La Chiesa è un popolo di famiglie: in un Paese caratterizzato da un crescente aumento di convivenze, separazioni e divorzi, e da un tasso di natalità che continua a diminuire drammaticamente, guardare alla famiglia in modo concreto significa prima di tutto farsi carico delle sue fragilità. Sul piano pastorale, bisogna recepire “con autenticità” sul territorio lo spirito dell’Amoris Laetitia, mentre sul piano sociale la richiesta alle istituzioni è di introdurre misure concrete, come il “fattore famiglia”.

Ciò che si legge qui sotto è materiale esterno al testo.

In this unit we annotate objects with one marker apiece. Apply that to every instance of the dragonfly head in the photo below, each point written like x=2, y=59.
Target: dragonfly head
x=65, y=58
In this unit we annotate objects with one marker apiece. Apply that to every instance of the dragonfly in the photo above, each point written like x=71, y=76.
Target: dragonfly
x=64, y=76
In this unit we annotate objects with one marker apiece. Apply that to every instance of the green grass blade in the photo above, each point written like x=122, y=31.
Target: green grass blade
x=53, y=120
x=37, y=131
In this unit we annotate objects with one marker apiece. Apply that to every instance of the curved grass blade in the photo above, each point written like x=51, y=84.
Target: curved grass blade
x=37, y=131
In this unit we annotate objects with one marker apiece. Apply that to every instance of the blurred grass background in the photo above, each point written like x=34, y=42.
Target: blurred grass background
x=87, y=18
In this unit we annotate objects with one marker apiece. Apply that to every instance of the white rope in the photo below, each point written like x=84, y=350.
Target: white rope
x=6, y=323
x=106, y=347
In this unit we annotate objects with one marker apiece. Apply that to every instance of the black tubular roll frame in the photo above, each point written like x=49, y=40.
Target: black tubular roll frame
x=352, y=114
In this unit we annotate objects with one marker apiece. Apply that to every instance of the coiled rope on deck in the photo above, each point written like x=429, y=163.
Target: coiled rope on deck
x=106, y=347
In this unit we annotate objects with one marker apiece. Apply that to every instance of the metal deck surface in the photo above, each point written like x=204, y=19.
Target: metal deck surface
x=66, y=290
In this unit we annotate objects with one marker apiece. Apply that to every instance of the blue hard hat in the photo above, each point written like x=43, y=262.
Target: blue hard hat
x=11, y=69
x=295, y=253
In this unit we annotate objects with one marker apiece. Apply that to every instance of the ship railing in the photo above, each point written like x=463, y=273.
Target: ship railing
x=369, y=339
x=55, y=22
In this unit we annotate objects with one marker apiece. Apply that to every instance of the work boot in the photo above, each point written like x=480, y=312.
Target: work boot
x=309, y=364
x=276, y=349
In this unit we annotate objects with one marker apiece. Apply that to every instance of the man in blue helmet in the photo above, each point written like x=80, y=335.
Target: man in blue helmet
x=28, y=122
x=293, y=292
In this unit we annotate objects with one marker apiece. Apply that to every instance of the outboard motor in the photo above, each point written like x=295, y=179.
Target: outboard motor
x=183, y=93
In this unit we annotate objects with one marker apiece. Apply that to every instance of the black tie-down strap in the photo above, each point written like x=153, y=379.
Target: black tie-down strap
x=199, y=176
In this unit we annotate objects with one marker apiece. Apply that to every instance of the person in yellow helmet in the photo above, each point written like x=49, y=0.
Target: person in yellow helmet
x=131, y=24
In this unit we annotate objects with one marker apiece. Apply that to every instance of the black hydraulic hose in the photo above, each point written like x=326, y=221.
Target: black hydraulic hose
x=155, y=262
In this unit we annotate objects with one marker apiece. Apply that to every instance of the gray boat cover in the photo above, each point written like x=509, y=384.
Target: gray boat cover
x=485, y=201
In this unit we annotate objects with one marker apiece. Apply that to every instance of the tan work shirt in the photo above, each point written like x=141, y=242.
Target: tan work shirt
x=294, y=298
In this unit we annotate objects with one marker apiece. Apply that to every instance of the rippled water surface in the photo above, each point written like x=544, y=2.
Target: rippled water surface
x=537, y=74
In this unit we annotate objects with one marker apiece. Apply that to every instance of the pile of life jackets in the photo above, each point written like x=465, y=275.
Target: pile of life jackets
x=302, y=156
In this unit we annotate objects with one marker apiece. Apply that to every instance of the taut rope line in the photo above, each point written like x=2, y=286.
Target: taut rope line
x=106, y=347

“Promuovere una pastorale per i migranti significa difendere la cultura della vita in almeno tre modi: denunciando la tratta degli esseri umani e ogni tipo di traffico sulla pelle dei migranti; salvando le vite umane nel deserto, nei campi e nel mare; deplorando i luoghi indecenti dove troppo spesso vengono ammassate queste persone”. Nella sua prima prolusione, il cardinale Bassetti affronta a 360 gradi la questione migratoria: accogliere è il primo gesto, ma poi – come ha detto il Papa sull’aereo di ritorno dalla Colombia – servono “prudenza, integrazione e vicinanza umanitaria”, responsabilità nel salvaguardare i diritti di chi arriva e i diritti di chi accoglie.